Rendez-vous avec Sébastien, transpercé par les flèches de l’amour, pénétré par des flashs didactiques, stylistiques et érotiques.

I. (R)ÉVOLUTION

Discotexte : Après L’Incroyable vérité (Record Makers, 2001) et Politics (Record Makers, 2004), Sexuality est à nouveau un album-concept, avec une identité sonore et thématique encore différente. Avez-vous l’intention de rester insaisissable ?

Sébastien Tellier : Oui, d’une certaine manière… La perfection peut se trouver soit dans le monde de l’équilibre, lorsque deux notions opposées coexistent – par exemple, superficiel/profond – et dans le vide absolu, là où il ne peut pas y avoir d’imperfection. Changer tout le temps, ça signifie que je ne suis ni comme j’étais avant ni comme je serai plus tard : je suis parfait parce que je ne suis rien du tout. Ce qui est important, c’est de ne pas refaire un disque tant qu’on n’a pas changé d’état d’esprit. Refaire le même type de compositions, des redites, les mêmes accords mais pas dans le même ordre ? Ça ne m’intéresse pas du tout ! C’est bien plus passionnant de se pointer en studio, derrière un piano, et de se mettre à jouer ; d’aller découvrir ce qu’on pourrait faire qu’on n’a jamais fait. Sinon pourquoi faire de la musique ? Sexuality n’aurait eu aucun intérêt si mes goûts, si ma vision du monde, n’avaient pas changé. Je vis plusieurs vies à travers mes albums, et c’est ce qui me plaît : l’aventure intellectuelle et artistique totale, intense. C’est-à-dire me renouveler, moi, pour créer un nouvel art – puisque je suis le carburant de mon art, c’est à moi de changer, de me régénérer. Et, de disque en disque, je change d’appartement, de voiture, de garde-robe… Avant Sexuality, j’ai aussi changé de petite amie – je ne l’ai pas voulu, c’est comme ça – et j’ai découvert l’amour, ce qui m’a libéré et apporté tout un tas de choses… Tous ces changements, c’est ce qui crée l’intensité de mon art. L’art va au-delà de mon disque : il est aussi dans ma vie. Et c’est toute ma vie qui est tournée vers mon art.
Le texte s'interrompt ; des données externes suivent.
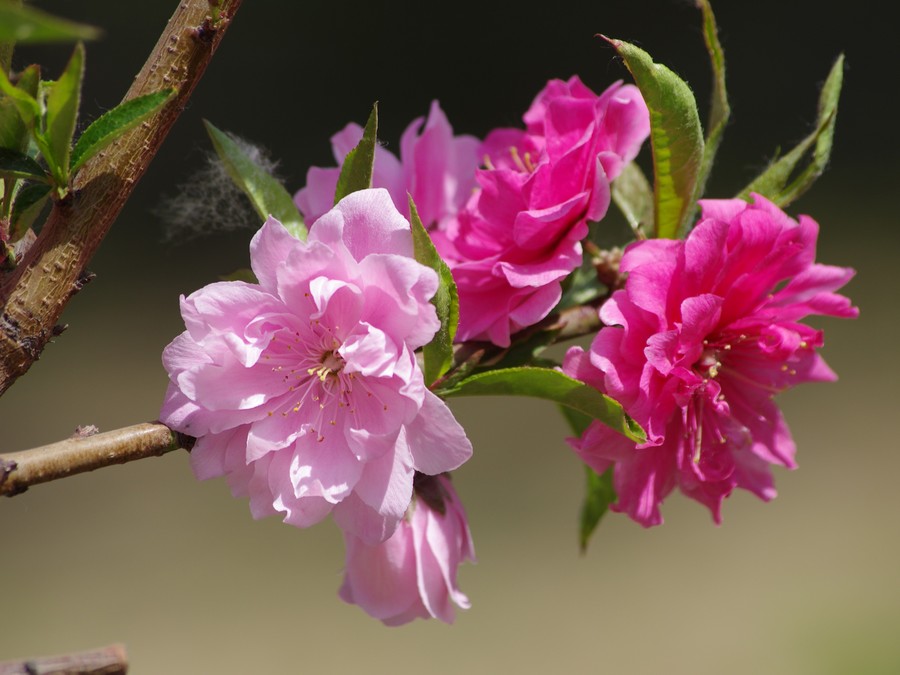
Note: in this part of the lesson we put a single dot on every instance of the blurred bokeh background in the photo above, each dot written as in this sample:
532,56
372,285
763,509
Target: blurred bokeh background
178,571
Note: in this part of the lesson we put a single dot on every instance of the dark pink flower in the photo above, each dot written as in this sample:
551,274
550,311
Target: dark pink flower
412,575
704,334
304,389
435,167
520,234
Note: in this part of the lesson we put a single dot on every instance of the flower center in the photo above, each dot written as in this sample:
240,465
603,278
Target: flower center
708,364
332,363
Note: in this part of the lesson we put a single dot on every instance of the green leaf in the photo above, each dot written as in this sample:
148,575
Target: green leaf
633,195
19,165
24,98
267,195
112,124
28,25
356,172
439,352
675,137
29,202
720,109
599,491
775,182
62,112
551,385
13,129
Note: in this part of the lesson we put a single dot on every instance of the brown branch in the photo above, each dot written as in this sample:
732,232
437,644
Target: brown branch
110,660
21,470
32,297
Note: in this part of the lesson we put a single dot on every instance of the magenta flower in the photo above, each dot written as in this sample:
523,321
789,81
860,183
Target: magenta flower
704,334
520,234
303,389
435,167
413,574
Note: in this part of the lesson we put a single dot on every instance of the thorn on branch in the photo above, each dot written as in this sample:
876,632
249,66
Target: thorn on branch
83,280
205,32
185,441
85,431
7,466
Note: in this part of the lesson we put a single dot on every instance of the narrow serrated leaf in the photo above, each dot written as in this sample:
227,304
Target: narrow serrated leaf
599,491
13,129
29,25
632,194
551,385
676,138
439,352
29,202
19,165
267,195
720,109
112,124
356,171
775,182
25,101
62,112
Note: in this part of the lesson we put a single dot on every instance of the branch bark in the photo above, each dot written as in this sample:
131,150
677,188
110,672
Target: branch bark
110,660
33,296
21,470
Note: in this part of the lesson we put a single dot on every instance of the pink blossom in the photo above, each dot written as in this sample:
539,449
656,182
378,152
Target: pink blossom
413,574
520,234
704,334
304,389
435,167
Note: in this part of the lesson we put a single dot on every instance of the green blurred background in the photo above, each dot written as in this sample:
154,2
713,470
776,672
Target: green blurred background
176,569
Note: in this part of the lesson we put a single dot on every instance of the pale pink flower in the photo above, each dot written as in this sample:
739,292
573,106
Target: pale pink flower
704,334
519,235
435,167
303,389
413,574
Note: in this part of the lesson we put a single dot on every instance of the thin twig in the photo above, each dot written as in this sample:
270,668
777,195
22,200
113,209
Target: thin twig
110,660
21,470
33,296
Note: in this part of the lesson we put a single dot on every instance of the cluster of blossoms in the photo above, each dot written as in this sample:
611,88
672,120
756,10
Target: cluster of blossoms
698,342
512,231
305,392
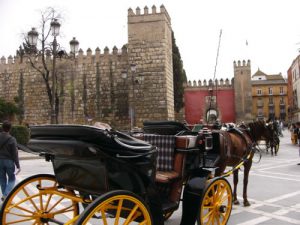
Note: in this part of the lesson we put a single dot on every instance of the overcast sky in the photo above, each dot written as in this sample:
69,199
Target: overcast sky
271,29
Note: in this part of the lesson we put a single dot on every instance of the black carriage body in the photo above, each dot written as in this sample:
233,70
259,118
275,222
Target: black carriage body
90,160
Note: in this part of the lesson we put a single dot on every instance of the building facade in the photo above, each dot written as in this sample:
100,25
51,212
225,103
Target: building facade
270,97
294,81
244,99
101,86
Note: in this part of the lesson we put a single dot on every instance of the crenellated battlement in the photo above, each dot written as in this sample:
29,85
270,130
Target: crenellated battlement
242,63
97,84
107,53
147,12
207,83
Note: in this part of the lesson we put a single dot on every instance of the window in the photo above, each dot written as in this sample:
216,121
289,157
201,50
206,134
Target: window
259,92
270,101
259,102
260,112
281,90
270,91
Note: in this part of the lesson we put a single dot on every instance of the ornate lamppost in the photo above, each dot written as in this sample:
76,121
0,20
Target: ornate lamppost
132,109
54,50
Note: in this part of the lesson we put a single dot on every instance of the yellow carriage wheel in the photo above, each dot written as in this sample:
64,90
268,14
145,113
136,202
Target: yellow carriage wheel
116,207
216,203
168,215
30,203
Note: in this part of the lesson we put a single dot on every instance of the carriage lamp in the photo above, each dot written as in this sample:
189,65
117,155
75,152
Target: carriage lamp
32,37
208,142
55,26
74,45
208,139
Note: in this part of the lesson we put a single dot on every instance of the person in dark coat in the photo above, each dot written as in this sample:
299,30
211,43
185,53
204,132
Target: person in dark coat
9,159
298,136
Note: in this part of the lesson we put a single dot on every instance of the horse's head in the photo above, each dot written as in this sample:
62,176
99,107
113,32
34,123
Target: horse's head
272,136
262,131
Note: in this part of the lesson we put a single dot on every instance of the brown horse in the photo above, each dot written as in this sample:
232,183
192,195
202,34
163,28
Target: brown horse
239,145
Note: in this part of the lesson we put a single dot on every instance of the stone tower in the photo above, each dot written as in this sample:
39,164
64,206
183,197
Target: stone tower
150,48
242,91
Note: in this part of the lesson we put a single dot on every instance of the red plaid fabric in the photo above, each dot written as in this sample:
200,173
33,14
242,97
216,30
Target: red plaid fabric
166,147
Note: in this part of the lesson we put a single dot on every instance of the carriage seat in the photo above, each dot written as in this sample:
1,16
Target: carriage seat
169,163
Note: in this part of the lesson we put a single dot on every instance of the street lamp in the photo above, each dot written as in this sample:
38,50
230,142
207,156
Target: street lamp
124,75
74,45
32,37
132,110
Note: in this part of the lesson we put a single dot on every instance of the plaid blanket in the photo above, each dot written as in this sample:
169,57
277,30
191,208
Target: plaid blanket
166,146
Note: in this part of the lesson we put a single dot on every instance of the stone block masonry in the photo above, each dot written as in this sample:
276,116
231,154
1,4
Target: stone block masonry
91,87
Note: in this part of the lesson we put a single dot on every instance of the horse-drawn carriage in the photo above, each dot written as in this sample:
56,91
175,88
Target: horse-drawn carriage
109,177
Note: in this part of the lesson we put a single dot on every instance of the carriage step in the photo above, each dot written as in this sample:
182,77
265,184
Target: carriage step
166,176
169,206
211,160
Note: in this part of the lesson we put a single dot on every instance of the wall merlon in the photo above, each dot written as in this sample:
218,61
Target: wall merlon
138,11
146,10
3,60
219,83
115,50
153,9
146,13
89,52
242,63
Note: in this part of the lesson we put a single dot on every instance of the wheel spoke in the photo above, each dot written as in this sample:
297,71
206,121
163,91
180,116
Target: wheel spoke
118,212
208,214
58,201
103,216
19,221
30,199
128,220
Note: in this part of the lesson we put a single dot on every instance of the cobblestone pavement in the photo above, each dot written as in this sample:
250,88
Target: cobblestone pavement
274,187
273,191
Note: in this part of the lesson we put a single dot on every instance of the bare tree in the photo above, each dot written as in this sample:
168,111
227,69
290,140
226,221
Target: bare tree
46,51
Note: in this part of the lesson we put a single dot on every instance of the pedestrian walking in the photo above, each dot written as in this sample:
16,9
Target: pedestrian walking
9,159
298,136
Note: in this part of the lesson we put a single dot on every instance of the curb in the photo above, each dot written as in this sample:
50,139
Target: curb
28,156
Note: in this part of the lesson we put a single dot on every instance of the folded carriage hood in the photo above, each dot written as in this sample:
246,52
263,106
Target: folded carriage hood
83,140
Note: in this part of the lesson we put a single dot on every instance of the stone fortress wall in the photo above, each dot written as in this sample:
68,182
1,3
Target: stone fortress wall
91,87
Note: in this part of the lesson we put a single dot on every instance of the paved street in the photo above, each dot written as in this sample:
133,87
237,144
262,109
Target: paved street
274,188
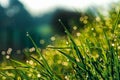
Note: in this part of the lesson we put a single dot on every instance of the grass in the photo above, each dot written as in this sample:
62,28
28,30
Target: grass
92,53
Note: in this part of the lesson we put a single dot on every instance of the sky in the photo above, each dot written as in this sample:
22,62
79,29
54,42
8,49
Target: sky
37,7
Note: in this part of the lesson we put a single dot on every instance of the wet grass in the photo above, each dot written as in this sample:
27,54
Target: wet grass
89,54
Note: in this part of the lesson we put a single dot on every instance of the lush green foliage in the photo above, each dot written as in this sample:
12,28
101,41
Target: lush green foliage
92,53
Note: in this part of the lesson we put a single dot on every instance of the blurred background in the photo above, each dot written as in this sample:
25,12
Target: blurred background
40,19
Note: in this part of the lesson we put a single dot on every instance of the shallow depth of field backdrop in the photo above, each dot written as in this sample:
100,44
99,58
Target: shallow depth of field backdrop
59,40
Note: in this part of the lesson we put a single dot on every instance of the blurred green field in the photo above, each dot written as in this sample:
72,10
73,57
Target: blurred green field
91,53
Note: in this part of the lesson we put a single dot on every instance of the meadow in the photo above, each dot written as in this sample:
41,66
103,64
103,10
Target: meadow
90,53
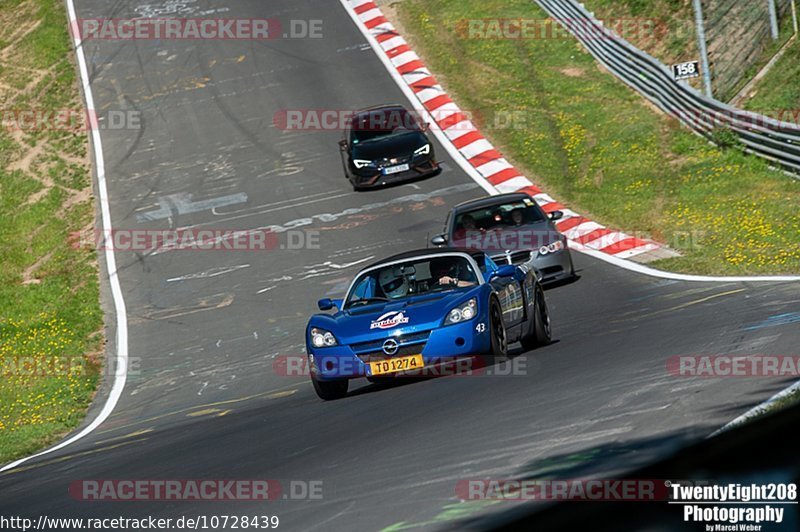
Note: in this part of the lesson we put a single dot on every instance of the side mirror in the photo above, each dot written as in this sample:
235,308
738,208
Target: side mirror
506,270
328,304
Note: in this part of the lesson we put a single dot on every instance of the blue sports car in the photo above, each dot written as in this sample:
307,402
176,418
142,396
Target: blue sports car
418,308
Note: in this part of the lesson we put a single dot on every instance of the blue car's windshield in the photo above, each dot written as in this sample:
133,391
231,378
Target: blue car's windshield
415,277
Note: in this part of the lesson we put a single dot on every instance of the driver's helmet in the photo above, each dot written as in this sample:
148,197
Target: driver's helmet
441,267
392,285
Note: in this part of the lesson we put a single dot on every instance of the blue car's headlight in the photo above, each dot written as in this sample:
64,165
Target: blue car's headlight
322,338
424,150
463,312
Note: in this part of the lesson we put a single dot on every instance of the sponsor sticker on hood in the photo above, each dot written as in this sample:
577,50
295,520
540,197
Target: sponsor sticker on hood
389,320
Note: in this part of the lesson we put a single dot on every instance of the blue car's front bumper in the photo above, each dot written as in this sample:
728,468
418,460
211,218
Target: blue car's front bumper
445,343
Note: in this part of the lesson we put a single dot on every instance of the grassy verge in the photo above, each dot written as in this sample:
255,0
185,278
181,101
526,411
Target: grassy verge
594,144
675,39
50,318
777,94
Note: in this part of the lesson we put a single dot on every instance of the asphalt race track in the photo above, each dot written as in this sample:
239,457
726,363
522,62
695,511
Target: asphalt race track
204,400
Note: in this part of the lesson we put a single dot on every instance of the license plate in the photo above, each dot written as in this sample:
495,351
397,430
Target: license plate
393,365
395,169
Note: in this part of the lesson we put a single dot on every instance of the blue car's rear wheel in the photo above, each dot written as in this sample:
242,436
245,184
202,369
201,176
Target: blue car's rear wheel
330,390
540,332
497,329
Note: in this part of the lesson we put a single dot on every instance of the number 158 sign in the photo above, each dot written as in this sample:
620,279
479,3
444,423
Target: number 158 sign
687,70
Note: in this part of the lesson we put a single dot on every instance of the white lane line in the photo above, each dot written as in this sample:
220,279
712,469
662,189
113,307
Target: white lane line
121,361
214,272
500,164
758,410
646,270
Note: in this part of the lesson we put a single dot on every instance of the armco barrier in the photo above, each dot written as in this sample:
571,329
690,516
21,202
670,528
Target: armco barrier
776,141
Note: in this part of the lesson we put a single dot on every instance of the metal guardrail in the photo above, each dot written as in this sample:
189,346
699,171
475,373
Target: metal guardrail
776,141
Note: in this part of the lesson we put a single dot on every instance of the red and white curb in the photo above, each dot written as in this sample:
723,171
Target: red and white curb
478,152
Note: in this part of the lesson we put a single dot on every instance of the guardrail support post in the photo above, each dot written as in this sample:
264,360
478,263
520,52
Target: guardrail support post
701,45
773,19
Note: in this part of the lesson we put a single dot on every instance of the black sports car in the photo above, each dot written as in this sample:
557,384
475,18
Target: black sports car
386,144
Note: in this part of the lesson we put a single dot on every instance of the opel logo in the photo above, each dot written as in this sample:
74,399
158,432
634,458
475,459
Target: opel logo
390,346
Est-ce une forme d’autodestruction pour mieux recréer ensuite ?

Oui, voilà. Je n’aime pas les gens bourrés de certitudes, ceux qui se comportent comme si le chemin était fini. Je suis tellement opposé à cette vision-là du monde, de sa propre vie, que je fais complètement l’inverse, par réaction. On ne devrait pas pouvoir se complaire dans l’art, qui est de l’ordre de l’instinct, du destin, du hasard, et certainement pas du « ça je sais le faire, alors je vais le refaire » ! À part si c’est poussé à l’extrême, comme avec AC/DC : c’est tellement tout le temps pareil que ça en devient vraiment artistique, il y a une vraie logique. Par contre, sans citer personne, beaucoup de chanteurs de variété française font toujours le même disque, ne parviennent pas à se renouveler. Peut-être qu’ils n’en ont pas l’envie. Et ça, pour moi, c’est terne, c’est triste : c’est une vie ratée. J’admire les Beatles, qui ont fait des disques très différents les uns des autres : on sent vraiment une évolution entre chacun ; ce ne sont pas les mêmes mecs, et ça se sent vraiment. Pink Floyd, aussi : la différence entre Wish You Were Here (EMI, 1975) et Animals (EMI, 1977), Animals et The Wall (EMI, 1979)… Il y a d’autres groupes que j’adore et qui ne font pas systématiquement le grand nettoyage entre tous les albums : les Beach Boys, par exemple. Mais, encore une fois, ce n’est pas ce que j’aimerais vivre… Et puisqu’il est impossible de se changer totalement – même avec la meilleure volonté du monde, il y a toujours quelque chose qui reste – on ne peut pas se perdre en faisant table rase. À défaut de pouvoir subir un lavage de cerveau, je suis bien obligé de me contenter de changer ce que je peux changer !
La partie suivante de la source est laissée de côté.